笑顔でベンチをポンと叩くと、燠嗣おきつぐは申し訳なさそうに端のほうで腰をおろした。

「け、賢颯くん…東京の学校、どう?」
「うん、まあ、なんとか」
「…そっ、そうなんや……そっか…」
「……さっき、見てたやろ」

顔を真っ赤にして燠嗣はうつむいた。高校三年にもなればある程度免疫は付いていそうなものだけど……さすがに伽耶さんのあんな姿は想像すらしてなかっただろうしな。

「興奮した?」
「なっ……なんにも…見てへん……」
「ええやん、別に……伽耶さん、歳食ってるけど美人やし」
「そ、そんな目で見たことないから……」

俯いたままの燠嗣を見て誰かに似てると思ったら……少し雰囲気が湊に似てるんだな……そばに寄って、身じろぎもせず目だけを泳がせる燠嗣の股間をひとなですると、燠嗣は何かに弾かれたようにオレを見上げた。

「そんな目で見たことないって?」
「こっ……これは……」
「ガチガチやないですか……抜いてやろうか?」
「……えっ…」
「冗談やって、本気で怯えんといて」


燠嗣は父の弟、秋尚あきなお叔父さんの息子で……オレの代わりに久御山の家を継ぐ "次期当主" だ。本来であれば長男の息子であるオレが跡を継ぐはずのところ、まあ、不義の子とか物の怪とかに家を乗っ取られるくらいなら、次男の息子に継がせてしまえ、という浅ましい血族の犠牲になったに過ぎない。


──


「……え?」
「ほんまごめんやけど……ゆうて聞くようなひとやないから…」

肝試し食事会が終わり帰り支度をしていると、申し訳なさそうに母が言葉を詰まらせた。

「あ、うん、大丈夫……帰りしな渡して来るわ」

笑って小さな風呂敷包みを受け取ると、母はほっとしたような顔でオレを見上げた。


置き忘れた腕時計なんて、誰が届けても手元に戻れば同じだろ。着付けオツトメは済んだはずなのに、まだ他に用事があるのか……とにかくお使いを済ませて帰りたい。わざわざ指名された理由を考えるより、一秒でも早く湊に逢える方法を考えたほうがよっぽど建設的だった。


叔母の住むマンションのエントランスでオートロックパネルを操作する。エレベーターで六階まで上がり部屋のインターホンを鳴らすと、見慣れた光景が目の前に広がる。小さな包みを手渡し、それでは、と頭をさげたオレを、叔母は溜息を吐きながらやんわりたしなめた。

「慌ただしい……なんやの、その態度」
「すみません、新幹線の時間があるので」
「そんな急いで逢いたいひとでもいてんの?」
「いえ……学校が」
「そんなん、どうとでもなるやろ……あがりなさい」
「あの、本当に今日は」
「聞こえへんかったん? 同しことゆわさんとって」




……はあ…一時間か、二時間か……とりあえず穏便にこの場はやり過ごさないと、伽耶さんは何をしでかすかわからない。

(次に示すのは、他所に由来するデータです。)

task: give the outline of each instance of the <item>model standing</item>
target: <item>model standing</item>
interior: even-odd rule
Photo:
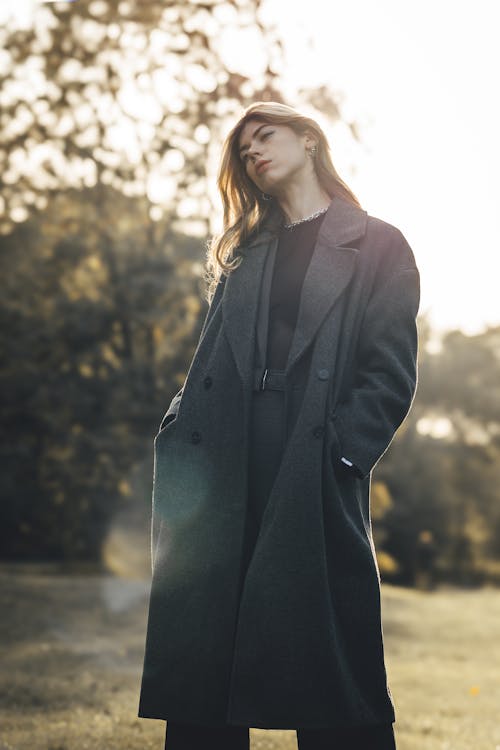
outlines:
[[[139,716],[168,750],[393,750],[374,465],[415,392],[419,275],[311,118],[249,107],[222,149],[210,308],[154,441]]]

ダイニングテーブルに置かれたウェッジウッドのティーカップに手を伸ばすと、叔母はその手を押さえ「なんや、もう忘れたん?」と呆れたような声で言った。


このひとは、オレに羞恥心なんて上等なものは備わってないとでも思ってるのか、よくよくオレを裸体にすることがお好きなようで、その趣味の悪さにはむしろ頭がさがる。全裸の男が紅茶飲んでる姿がそんなに面白いのか、叔母はいつものように顔をしかめることもなく、薄っすらと微笑んでティーカップを覗き込んだ。

「ミルクティーにしたん、なんでかわかる?」
「いえ……何かあるんですか?」
「そのまんまやったら……さすがに色でわかるやろ?」

色でわかるって……どういう…

「あんたは慣れてるやろうから……ねえ」
「……!」




── やられた……!




……頭が痛い。あれ、そういえばどうやって家に帰って来たんだっけ……寝る間際のことをまったく憶えてないな……頭より腕が痛い…腕が…………腕が?


「なんや、もう目ぇ覚めたん?」

叔母の声で、まだ東京に戻ってないことを確信する。ああ……そういえば、紅茶に一服盛られて寝落ちたんだったな……眠剤の類は相当慣れてると思うけど、一体何錠溶かしてあったんだよ……もっと早く気付いていれば…

「まあ、帰られへんけどね」

……なるほど、腕が痛いのはこの悪趣味な手枷のせいか。いまやインターネットでなんでも手に入るご時世だもんな。わざわざオレのために用意しておいてくれたのかと思うと、ありがたくて反吐が出るな。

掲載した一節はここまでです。